Mas embora haja garantia do governo para esses títulos, caso a instituição vá à lona, o cliente estaria sujeito ao mesmo problema dos CDBs: ficar sem acesso aos seus recursos por algum tempo, até que a sua carteira de títulos seja transferida a outra instituição e fique acessível novamente.

Como você pode ver, em todas essas alternativas nós temos ou um problema de rentabilidade (poupança e CDBs de grandes bancos) ou um risco de falta de acesso temporário às reservas em caso de quebra da instituição financeira (CDBs de bancos médios e contas de pagamento).

Então, de cara, já dá para perceber que não é o caso de substituir completamente o Tesouro Selic ou os fundos que nele investem por um desses outros ativos que eu citei.

Mas e quanto a uma diversificação? Bem, entre os especialistas que eu ouvi, não houve unanimidade. E tudo também depende muito dos ativos aos quais você, como investidor, tem acesso.

Luís Barone, sócio da Ativa WM, acredita que o pequeno investidor, que não tem acesso a CDBs de grandes bancos que remunerem 100% do CDI com liquidez diária, deve manter sua reserva de emergência no Tesouro Selic ou nos fundos que nele investem.

“Esse rendimento negativo foi pequeno e circunstancial. Não há muito para onde correr, nesse caso”, diz.

Ele lembra, ainda, que quando o mercado de títulos voltar a normalidade, o que hoje é resultado negativo se tornará resultado positivo, recuperando-se as perdas.

“O investidor não perdeu nada de fato, a menos que tenha resgatado nesse momento negativo”, diz Marcelo Flora, do BTG Pactual Digital.

Daniel Januzzi, da Magnetis, também não acha que uma diversificação da reserva de emergência seja necessária. Afinal, a reserva de emergência é diferente do capital de giro, aquele recurso destinado a pagar as contas no fim do mês. Assim, essa perda pontual não seria tão problemática.

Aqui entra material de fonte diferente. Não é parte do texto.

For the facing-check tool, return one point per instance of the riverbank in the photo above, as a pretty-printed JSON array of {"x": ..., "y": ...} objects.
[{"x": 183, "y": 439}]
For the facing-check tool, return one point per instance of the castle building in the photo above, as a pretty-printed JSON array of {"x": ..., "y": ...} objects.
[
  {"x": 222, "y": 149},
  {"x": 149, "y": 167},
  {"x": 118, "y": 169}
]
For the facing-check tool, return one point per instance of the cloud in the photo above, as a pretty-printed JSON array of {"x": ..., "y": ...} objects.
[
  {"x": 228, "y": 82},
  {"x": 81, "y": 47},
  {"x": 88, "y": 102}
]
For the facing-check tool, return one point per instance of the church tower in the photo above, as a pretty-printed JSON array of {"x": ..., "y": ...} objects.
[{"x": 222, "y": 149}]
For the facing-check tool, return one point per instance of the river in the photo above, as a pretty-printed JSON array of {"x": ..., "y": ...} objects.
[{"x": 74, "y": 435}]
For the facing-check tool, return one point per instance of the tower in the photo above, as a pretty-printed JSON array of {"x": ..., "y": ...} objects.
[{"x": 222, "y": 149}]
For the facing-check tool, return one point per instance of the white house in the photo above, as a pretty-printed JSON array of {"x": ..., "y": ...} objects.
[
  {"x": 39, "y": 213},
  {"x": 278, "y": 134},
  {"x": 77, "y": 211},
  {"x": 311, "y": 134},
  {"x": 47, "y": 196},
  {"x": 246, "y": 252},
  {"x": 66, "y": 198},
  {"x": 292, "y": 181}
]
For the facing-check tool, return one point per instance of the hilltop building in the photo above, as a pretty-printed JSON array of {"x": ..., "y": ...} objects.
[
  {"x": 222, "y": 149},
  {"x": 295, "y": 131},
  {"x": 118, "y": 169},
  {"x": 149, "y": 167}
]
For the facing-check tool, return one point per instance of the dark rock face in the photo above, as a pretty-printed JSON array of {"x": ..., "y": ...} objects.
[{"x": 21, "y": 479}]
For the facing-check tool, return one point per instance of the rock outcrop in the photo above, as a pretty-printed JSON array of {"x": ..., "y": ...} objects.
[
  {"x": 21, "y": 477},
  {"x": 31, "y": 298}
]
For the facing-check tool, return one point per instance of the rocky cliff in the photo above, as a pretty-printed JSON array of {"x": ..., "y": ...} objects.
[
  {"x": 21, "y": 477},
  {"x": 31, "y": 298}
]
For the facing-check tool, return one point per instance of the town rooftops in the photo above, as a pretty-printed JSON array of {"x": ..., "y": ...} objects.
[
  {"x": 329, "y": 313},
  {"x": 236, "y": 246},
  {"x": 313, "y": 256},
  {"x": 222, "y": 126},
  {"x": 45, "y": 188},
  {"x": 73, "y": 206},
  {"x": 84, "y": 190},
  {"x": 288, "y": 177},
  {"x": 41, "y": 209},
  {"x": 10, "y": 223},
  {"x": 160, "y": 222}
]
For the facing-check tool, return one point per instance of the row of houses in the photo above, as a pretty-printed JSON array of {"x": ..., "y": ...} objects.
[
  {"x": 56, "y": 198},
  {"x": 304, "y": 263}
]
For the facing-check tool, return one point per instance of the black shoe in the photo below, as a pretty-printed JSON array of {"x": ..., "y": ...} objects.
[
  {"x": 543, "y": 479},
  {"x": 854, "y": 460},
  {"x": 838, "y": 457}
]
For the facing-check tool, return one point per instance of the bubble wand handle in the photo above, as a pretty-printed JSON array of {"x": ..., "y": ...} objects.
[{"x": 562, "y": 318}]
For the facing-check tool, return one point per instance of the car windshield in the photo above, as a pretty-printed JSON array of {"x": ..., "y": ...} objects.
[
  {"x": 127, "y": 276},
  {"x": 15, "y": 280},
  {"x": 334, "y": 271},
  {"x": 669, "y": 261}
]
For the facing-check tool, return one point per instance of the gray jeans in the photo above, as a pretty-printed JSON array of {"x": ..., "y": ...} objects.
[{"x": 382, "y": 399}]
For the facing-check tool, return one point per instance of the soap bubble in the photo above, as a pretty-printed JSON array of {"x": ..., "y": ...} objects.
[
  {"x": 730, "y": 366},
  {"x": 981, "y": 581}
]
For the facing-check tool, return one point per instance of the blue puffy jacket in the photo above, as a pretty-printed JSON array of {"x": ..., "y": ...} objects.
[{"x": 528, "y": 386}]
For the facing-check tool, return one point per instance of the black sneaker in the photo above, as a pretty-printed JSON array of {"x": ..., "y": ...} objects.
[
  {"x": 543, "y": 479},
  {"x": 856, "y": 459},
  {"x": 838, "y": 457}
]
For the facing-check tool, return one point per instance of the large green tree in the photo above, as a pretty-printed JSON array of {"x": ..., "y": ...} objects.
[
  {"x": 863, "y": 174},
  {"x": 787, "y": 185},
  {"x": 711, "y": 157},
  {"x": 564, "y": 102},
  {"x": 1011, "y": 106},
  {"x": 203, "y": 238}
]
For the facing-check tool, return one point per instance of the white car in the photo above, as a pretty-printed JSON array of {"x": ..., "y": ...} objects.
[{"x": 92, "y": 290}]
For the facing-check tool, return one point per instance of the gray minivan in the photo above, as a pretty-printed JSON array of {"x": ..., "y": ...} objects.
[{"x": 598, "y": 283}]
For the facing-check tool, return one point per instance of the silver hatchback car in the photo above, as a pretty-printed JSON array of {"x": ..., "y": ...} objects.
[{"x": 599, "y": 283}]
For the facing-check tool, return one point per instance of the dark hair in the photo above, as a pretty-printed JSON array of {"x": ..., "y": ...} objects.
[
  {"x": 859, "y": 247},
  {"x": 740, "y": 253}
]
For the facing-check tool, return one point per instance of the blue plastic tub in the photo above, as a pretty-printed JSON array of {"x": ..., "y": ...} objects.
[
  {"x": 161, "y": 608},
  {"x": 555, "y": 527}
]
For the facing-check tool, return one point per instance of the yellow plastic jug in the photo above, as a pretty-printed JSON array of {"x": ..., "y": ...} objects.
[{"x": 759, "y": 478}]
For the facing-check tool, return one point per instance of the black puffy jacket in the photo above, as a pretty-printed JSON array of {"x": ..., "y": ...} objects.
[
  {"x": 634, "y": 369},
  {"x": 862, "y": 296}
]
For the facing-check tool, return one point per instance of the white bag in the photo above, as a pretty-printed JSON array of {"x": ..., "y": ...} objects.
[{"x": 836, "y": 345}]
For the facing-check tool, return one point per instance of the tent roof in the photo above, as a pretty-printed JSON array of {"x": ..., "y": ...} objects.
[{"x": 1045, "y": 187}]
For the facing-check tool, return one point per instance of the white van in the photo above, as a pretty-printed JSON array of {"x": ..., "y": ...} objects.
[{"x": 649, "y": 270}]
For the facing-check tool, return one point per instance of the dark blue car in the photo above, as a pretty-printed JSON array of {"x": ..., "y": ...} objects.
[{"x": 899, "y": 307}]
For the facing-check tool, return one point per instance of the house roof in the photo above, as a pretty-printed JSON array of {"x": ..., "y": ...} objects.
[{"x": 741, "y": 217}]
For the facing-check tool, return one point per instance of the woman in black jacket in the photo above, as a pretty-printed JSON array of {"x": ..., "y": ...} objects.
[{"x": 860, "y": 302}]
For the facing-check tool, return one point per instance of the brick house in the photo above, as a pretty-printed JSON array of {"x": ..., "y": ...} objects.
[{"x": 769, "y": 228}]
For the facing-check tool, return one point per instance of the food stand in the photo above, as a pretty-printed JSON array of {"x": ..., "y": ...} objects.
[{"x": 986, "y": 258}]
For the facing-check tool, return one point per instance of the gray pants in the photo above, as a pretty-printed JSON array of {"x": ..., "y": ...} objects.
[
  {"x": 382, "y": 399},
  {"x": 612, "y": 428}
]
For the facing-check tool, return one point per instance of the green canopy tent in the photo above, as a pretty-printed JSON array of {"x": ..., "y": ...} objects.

Porém, para os investidores com mais recursos, diz Barone, valeria a pena sim deixar uma parcela da reserva de emergência em um CDB de grande banco que pague 100% do CDI com liquidez diária, pois o risco de um bancão é, na prática, similar ao do governo.

Essa também é a visão da Hieron Patrimônio Familiar e Investimento, e com a qual eu tendo a concordar.

No início do ano, a gestora de fortunas trocou os fundos DI dos clientes por CDBs de grandes bancos que pagassem 100% do CDI, uma vez que os fundos em questão cobravam taxa de administração e a Selic já estava muito baixa.

“Pretendemos continuar com essa estratégia, porque no cenário atual, ter um instrumento de liquidez que não sofre marcação a mercado parece ser o mais vantajoso”, diz Marcos De Callis, estrategista da Hieron.

Para ele, vale a pena diversificar a reserva de emergência sim, dando preferência aos CDBs de grandes bancos que paguem 100% do CDI com liquidez diária, se o investidor tiver acesso a eles.

Mas mesmo para o investidor de menor porte, optar por CDBs de bancos médios com essas características não é uma má ideia, acredita De Callis, desde que a reserva de emergência não fique totalmente concentrada nesses títulos, e que sejam respeitados os limites do FGC. “Para o pequeno investidor, até a poupança, nesse caso, pode resolver”, diz.